Why I stay: Master Sgt. Jessica Martinez-Santana

  • Published
  • By Airman 1st Class Devyn Waits
  • 81st Training Wing Public Affairs

After a close run-in with the law at a young age, Master Sgt. Jessica Martinez-Santana, 81st Security Forces NCO in charge, changed her path in life after joining the Air Force.

“Early in the morning, I was hanging out with this girl and her friends," said Martinez-Santana. “We suddenly all got surrounded by the cops while she was at the store buying cigarettes. For some reason, everyone else got charged with a crime while I had a long conversation with an officer about hanging with the wrong crowd. After some Air Force recruiters visited my school, I decided to visit their office. At first, I was hesitant. After giving it some thought, I booked a job in Security Forces.”

Martinez-Santana’s decision to stay was solidified when she saw how she could make an impact on the people around her.

As a Defender in a predominately male career field, Martinez-Santana had to build thick skin quickly.

“I’m destined to be here in the Air Force,” said Martinez-Santana. “I know I’m on the right path, just from meeting the people who’ve mentored me to the people I’ve motivated, as well as seeing young Airmen joining the service. I see myself in them.”

Even outside of her primary duties, Martinez-Santana doesn’t hesitate to offer a helping hand when someone needs one.

“One of my favorite moments in my career was helping an Airman turn around her PT score,” said Martinez-Santana. “She failed a diagnostic PT test with a poor run time and struggled severely with her push-ups and sit-ups. She wanted to reenlist, but I had to tell her that she wouldn’t be able to if she failed again. I asked her flight sergeants to give me a chance with her and offered my help to get her a passing score.”

For two week, Martinez-Santana and the Airman ran every day. They did push-ups, sit-ups, and worked as hard as necessary to ensure a passing score. Martinez-Santa’s help paid off when the Airman scored excellent results.

“I conducted her PT test, ran with her and she got a 93%,” said Martinez-Santana. “She wrote a long message to me, thanking me for everything. I didn't think much of it as all I did was help her with running. It was just crazy how by working out with her, she could reenlist.”

Martinez-Santana understands that inspiring people involves not only pushing them but recognizing their inherent value. Where others see a problem she’s learned to see an opportunity, just like the people who saw her as more than a problem years ago.

“You have to find out what motivates them, what their goals are,” said Martinez-Santana. “Get to know them and who their family is rather than treat them like a faceless entity.”

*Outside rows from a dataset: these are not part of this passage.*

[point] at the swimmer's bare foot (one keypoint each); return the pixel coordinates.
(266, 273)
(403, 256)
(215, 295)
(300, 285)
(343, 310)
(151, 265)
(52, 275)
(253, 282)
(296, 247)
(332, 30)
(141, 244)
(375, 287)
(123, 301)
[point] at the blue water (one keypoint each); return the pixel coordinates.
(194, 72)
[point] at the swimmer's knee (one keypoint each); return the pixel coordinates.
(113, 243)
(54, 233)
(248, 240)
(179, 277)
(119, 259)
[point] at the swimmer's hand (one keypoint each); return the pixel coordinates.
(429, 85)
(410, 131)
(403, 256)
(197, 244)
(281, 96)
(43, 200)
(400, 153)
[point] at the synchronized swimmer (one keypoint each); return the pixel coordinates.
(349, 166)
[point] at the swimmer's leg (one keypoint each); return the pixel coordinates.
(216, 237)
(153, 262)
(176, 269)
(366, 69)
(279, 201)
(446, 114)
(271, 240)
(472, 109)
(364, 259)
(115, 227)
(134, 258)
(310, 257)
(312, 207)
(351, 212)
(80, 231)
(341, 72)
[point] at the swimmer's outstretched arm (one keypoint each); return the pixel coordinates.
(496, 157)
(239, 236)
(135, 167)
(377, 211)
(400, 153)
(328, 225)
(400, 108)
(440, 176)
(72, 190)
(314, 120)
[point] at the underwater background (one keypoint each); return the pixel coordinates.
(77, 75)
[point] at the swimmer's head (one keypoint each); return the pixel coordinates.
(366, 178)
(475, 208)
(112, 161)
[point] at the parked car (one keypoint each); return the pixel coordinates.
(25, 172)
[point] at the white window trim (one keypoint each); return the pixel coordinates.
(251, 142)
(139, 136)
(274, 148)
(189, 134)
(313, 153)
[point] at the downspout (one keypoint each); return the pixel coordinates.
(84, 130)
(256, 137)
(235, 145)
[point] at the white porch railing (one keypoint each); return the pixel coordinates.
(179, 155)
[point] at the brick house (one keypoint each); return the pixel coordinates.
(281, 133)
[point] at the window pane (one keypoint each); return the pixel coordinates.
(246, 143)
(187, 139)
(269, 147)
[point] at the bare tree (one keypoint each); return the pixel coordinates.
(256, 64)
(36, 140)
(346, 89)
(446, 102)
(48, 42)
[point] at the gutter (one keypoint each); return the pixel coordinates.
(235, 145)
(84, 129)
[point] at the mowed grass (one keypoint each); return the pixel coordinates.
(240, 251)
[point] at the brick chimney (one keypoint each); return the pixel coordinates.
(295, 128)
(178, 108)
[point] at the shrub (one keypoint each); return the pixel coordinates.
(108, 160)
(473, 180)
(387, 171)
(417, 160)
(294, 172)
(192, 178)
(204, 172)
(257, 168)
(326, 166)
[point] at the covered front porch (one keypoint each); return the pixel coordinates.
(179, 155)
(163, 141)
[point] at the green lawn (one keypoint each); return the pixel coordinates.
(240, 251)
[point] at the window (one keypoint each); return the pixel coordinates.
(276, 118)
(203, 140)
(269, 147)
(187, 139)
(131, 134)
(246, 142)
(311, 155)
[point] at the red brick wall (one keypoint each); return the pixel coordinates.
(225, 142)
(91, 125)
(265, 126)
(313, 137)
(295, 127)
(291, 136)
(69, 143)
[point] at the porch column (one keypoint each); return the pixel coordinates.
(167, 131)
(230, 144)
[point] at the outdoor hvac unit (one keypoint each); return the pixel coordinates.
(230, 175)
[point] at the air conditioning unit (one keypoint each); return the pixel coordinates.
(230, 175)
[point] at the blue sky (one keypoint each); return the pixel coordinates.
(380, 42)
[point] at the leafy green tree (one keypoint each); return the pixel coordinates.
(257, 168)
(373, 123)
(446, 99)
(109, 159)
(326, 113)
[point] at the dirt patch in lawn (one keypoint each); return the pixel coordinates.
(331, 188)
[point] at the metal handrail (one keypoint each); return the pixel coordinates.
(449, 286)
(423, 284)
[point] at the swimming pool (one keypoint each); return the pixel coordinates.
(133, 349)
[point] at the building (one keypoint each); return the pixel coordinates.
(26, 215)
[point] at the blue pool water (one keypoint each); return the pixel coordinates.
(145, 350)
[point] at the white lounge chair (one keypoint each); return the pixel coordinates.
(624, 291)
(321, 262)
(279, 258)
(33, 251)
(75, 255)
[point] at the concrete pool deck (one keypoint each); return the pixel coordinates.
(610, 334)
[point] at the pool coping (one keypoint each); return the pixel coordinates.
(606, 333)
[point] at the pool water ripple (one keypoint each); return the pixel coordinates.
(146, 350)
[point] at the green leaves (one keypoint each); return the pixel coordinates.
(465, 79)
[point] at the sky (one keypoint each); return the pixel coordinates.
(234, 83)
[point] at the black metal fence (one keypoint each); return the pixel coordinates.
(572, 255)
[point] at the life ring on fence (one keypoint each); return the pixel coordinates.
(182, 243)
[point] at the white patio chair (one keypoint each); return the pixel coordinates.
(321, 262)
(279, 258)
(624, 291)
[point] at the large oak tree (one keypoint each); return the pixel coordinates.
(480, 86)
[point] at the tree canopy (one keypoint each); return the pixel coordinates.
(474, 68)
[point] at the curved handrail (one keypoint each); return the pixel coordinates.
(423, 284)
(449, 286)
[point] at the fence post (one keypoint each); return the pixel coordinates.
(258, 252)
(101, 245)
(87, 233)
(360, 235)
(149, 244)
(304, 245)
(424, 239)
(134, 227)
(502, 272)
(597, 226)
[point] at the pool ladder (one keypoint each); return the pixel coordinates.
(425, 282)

By learning to lean on and look out for others, she has found her family within the Air Force.

“I met so many people at Ramstein Air Force Base, including my current senior enlisted leader Senior Master Sgt. Laurie Johnson,” said Martinez-Santana. “I always thought it was cool that she was a prior military training instructor, and I would often go to her if I had questions about anything. In fact, I can say that she put me on the path of where I needed to be. I also met Master Sgt. Keith Becker. He’s one of my biggest cheerleaders and the reason why I was able to put on master sergeant recently.”

Martinez-Santana does what she can to ensure the people around her enjoy the same opportunities she had. She’s currently pursuing her Bachelor of Business Administration in Human Resources so she can continue making an impact on people’s lives after she retires.